Mobile DTV Will Be Everywhere At NAB Show
Broadcasters led by NBC and Fox have promised to launch commercial mobile DTV service in the U.S. by the end of this year. And that ambition is reflected in the agenda and exhibition of the NAB Show, which open a week-long run in Las Vegas on April 9.
Experts will weigh in on a range of mobile DTV issues — from how to implement it to how to enhance it to how to make money from it.
At the heart of the mobile DTV agenda is a Super Session — “Mobile TV: A Path to the Future” — slated for Monday, April 11, at 2:30 p.m. in Room S222.
“We will look at several areas of mobile TV,” said Gary Arlen, president of Arlen Communications, who will moderate. “We’ll look for a revenue model — a business model for it. Whether it uses advertising or is paid for by consumers. We will look at how broadcasting competes with other wireless Internet services including apps for broadcasters.”
Arlen said stations that already offer branded mobile iPad and iPhone apps for their viewers could be competing with themselves when transmitting mobile DTV. The panel, he said, will examine that issue.
“We will also have people on the panel from the Mobile Content Venture [Erik Moreno, SVP, corporate development, Fox] as well as the Mobile500 Alliance [Randa Minkarah, SVP, revenue and business development, Fisher Communications].
“These are the two groups who are developing content for mobile television. I want to see how they will work together, how they will compete and, more importantly, how outsiders envision their services. We’ll also discuss what it will take for mobile TV to become a ’mainstream’ service, and we’ll try to identify some realistic timetables for this process.”
In addition to Moreno and Minkarah, the panel will feature Saul Berman, global strategy and change services leader at IBM Global Business Services; John Elliott, partner, Accenture Mobility; John Fletcher, analyst, SNL Kagan; and Loren Lasley, VP worldwide sales, Siano Mobile Silicon.
Organizers of the NAB Engineering Conference have put together an entire afternoon (Sunday, April 10, in Room S219 starting at 1 p.m.) to address various aspects of mobile DTV.
Planned presentations include a review of the three-year effort to develop the service; an update on the field testing; a look at gap fillers, repeaters and translators; an examination of studio-to-transmitter links; a discussion of distributed antenna repeater systems; and a look at non-obvious considerations for adding mobile DTV to a broadcast station.

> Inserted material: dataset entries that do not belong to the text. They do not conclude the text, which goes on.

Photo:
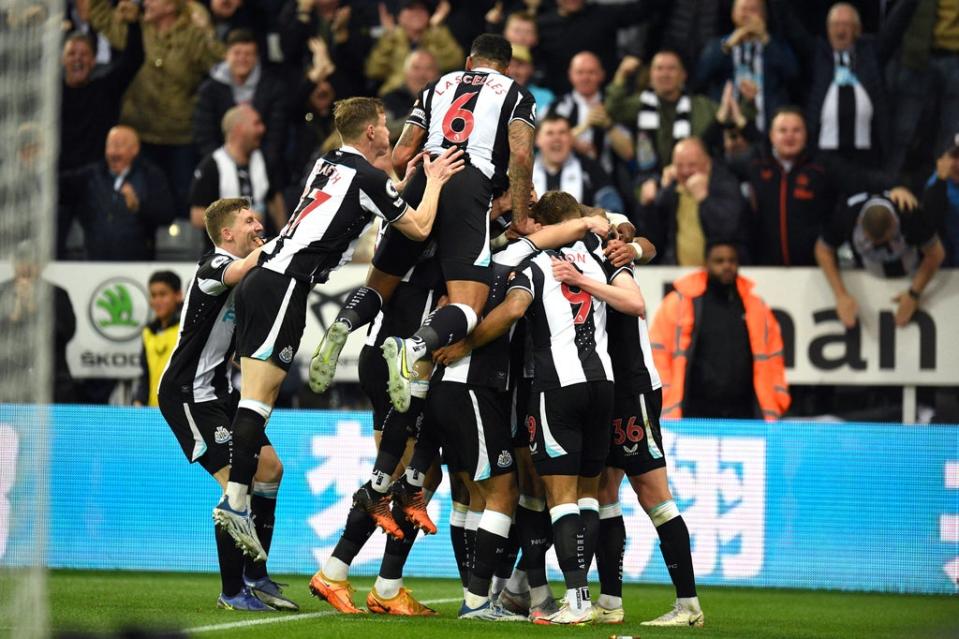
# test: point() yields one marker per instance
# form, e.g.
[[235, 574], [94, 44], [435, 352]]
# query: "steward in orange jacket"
[[679, 336]]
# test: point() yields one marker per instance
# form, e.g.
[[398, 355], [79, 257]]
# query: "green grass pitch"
[[110, 601]]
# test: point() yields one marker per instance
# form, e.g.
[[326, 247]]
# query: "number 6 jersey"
[[567, 325], [472, 110]]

“The headline is the mobile DTV system is rapidly moving from a period of standardization to one of implementation,” said Jerry Whitaker, VP of standards development at the Advanced Television Systems Committee, who will open the session with a status report on the technology.
“The services are now being built out, business plans are being developed and it’s becoming a marketplace entity as opposed to being in trials and tests. The rollout begins in earnest this year. This is the year that broadcast stations want to put mobile on the air and are indeed acting on that.”
Whitaker said there's a high level of interest in mobile DTV. “Mobile DTV has many facets to it,” he said. “There’s the technology of getting it on the air. There are the business issues of how to monetize it. There are service trade-offs like how do you divide up the through-put of content. There’s new codec technology, and — on the audio side — how to manage the dynamic range for mobile devices versus in the living room at home.”
Added just this week is a session called “Emergency Alerts in Mobile TV,” which will feature a group of Japanese broadcasters describing their experiences with mobile television during the recent Japanese earthquake and tsunami. It will be held Tuesday, April 12, at 10:30 a.m. in room N249. Among other things, the session will address incorporating the Japanese emergency alert system into U.S. mobile DTV.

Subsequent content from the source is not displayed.